Prematurity and an exception to the general rule
The Federal Court did not accept the Appellant’s argument that the Respondent’s application for judicial review should be rejected on the basis of prematurity (since the adjudicator had not finally decided the matter, having adjourned the issue of remedy). The Federal Court of Appeal found no grounds to set aside the Federal Court’s exercise of discretion on this issue, and thus upheld its rejection of the doctrine of prematurity in this case.

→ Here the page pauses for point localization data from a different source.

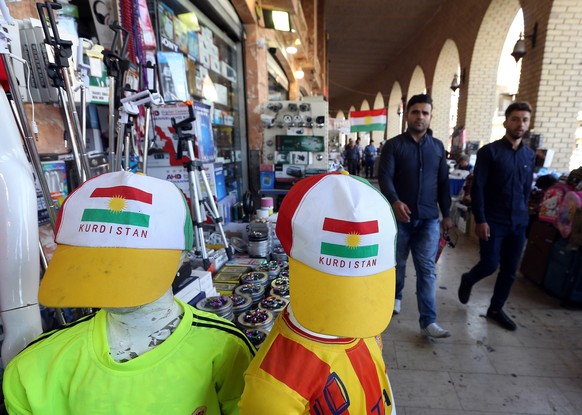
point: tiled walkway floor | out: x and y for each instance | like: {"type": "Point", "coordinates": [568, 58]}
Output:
{"type": "Point", "coordinates": [482, 368]}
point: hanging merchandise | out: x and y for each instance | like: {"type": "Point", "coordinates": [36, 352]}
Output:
{"type": "Point", "coordinates": [550, 205]}
{"type": "Point", "coordinates": [570, 204]}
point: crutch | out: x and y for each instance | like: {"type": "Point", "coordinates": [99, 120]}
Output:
{"type": "Point", "coordinates": [194, 167]}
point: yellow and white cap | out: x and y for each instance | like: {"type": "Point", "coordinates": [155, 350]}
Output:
{"type": "Point", "coordinates": [120, 237]}
{"type": "Point", "coordinates": [340, 234]}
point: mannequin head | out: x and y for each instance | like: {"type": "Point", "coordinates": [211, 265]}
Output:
{"type": "Point", "coordinates": [339, 233]}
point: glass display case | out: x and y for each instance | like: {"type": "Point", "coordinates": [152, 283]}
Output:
{"type": "Point", "coordinates": [213, 75]}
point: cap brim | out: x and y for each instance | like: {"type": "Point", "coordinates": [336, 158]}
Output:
{"type": "Point", "coordinates": [341, 306]}
{"type": "Point", "coordinates": [107, 277]}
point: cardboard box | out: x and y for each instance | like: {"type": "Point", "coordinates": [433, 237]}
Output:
{"type": "Point", "coordinates": [202, 129]}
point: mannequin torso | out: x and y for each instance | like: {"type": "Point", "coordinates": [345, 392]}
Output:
{"type": "Point", "coordinates": [133, 331]}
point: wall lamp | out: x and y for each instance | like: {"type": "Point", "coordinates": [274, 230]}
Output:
{"type": "Point", "coordinates": [455, 84]}
{"type": "Point", "coordinates": [277, 19]}
{"type": "Point", "coordinates": [399, 109]}
{"type": "Point", "coordinates": [519, 48]}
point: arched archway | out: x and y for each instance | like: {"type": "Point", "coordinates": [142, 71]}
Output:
{"type": "Point", "coordinates": [395, 108]}
{"type": "Point", "coordinates": [378, 136]}
{"type": "Point", "coordinates": [482, 93]}
{"type": "Point", "coordinates": [448, 65]}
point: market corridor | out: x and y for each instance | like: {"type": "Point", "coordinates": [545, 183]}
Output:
{"type": "Point", "coordinates": [482, 368]}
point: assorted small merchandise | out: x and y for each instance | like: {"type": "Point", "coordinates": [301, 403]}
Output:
{"type": "Point", "coordinates": [258, 294]}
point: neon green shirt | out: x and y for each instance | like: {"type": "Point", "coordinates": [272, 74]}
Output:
{"type": "Point", "coordinates": [198, 367]}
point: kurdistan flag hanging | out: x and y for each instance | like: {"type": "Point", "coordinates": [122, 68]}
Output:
{"type": "Point", "coordinates": [370, 120]}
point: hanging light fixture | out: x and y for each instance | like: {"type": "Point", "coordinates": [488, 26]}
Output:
{"type": "Point", "coordinates": [292, 48]}
{"type": "Point", "coordinates": [519, 48]}
{"type": "Point", "coordinates": [455, 84]}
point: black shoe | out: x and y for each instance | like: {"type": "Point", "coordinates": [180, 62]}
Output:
{"type": "Point", "coordinates": [464, 289]}
{"type": "Point", "coordinates": [503, 319]}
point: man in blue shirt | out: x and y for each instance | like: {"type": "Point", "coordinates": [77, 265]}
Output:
{"type": "Point", "coordinates": [500, 190]}
{"type": "Point", "coordinates": [414, 177]}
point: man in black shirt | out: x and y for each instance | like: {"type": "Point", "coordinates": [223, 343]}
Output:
{"type": "Point", "coordinates": [414, 177]}
{"type": "Point", "coordinates": [500, 189]}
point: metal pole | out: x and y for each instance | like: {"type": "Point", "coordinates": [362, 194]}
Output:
{"type": "Point", "coordinates": [82, 152]}
{"type": "Point", "coordinates": [112, 123]}
{"type": "Point", "coordinates": [29, 141]}
{"type": "Point", "coordinates": [146, 143]}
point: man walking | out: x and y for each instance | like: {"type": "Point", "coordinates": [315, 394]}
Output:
{"type": "Point", "coordinates": [414, 177]}
{"type": "Point", "coordinates": [500, 190]}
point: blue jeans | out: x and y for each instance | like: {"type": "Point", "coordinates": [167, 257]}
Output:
{"type": "Point", "coordinates": [420, 237]}
{"type": "Point", "coordinates": [504, 248]}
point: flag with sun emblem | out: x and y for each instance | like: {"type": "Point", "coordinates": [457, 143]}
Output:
{"type": "Point", "coordinates": [121, 204]}
{"type": "Point", "coordinates": [349, 239]}
{"type": "Point", "coordinates": [370, 120]}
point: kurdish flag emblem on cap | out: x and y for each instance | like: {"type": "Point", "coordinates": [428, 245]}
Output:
{"type": "Point", "coordinates": [120, 237]}
{"type": "Point", "coordinates": [340, 234]}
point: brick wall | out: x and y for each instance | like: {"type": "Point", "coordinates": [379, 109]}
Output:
{"type": "Point", "coordinates": [447, 65]}
{"type": "Point", "coordinates": [554, 86]}
{"type": "Point", "coordinates": [393, 118]}
{"type": "Point", "coordinates": [482, 95]}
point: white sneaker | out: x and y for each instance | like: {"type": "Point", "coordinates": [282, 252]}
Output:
{"type": "Point", "coordinates": [435, 331]}
{"type": "Point", "coordinates": [397, 306]}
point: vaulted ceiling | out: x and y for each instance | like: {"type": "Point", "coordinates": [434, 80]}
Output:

The doctrine of prematurity in administrative law provides that parties can proceed to the courts only after all adequate remedial recourses in the administrative process have been exhausted. The rationale for the rule was explained in Canada (Border Services Agency) v. C.B. Powell Ltd., 2010 FCA 61, at para 32:
[The general rule against premature judicial review] prevents fragmentation of the administrative process and piecemeal court proceedings, eliminates the large costs and delays associated with premature forays to court and avoids the waste associated with hearing an interlocutory judicial review when the applicant for judicial review may succeed at the end of the administrative process anyway.
The Court observed that these reasons were grounded in “public law values”: principles inherent in administrative law, which include the rule of law; principles of good administration; the democratic principle; and the separation of powers. The doctrine of prematurity, the Court held, reflects the value of good administration, by encouraging cost savings, efficiencies, and allowing administrative expertise to be fully brought to bear before involving reviewing courts, as well as the value of the democratic principle, by vesting elected legislators with the primary responsibility of decision-making (via adjudicators), rather than the judiciary.
Given the weight of these values, the Court noted that exceptions to the general rule against premature judicial reviews are “most rare”. However, the circumstances of this case were unusual: the adjudicator had adjourned while the judicial review was ongoing, in light of the legal point for which review was sought which had “festered for many years and [had] divided adjudicators into two schools of thought”. Although judicial review might delay this particular case, it permitted the Court to settle this “nagging legal point” once and for all.
With these circumstances in mind, the rationale underlying the general rule against premature judicial review did not preclude judicial review here; rather, those same reasons actually supported the Court’s decision to proceed with the judicial review when it did.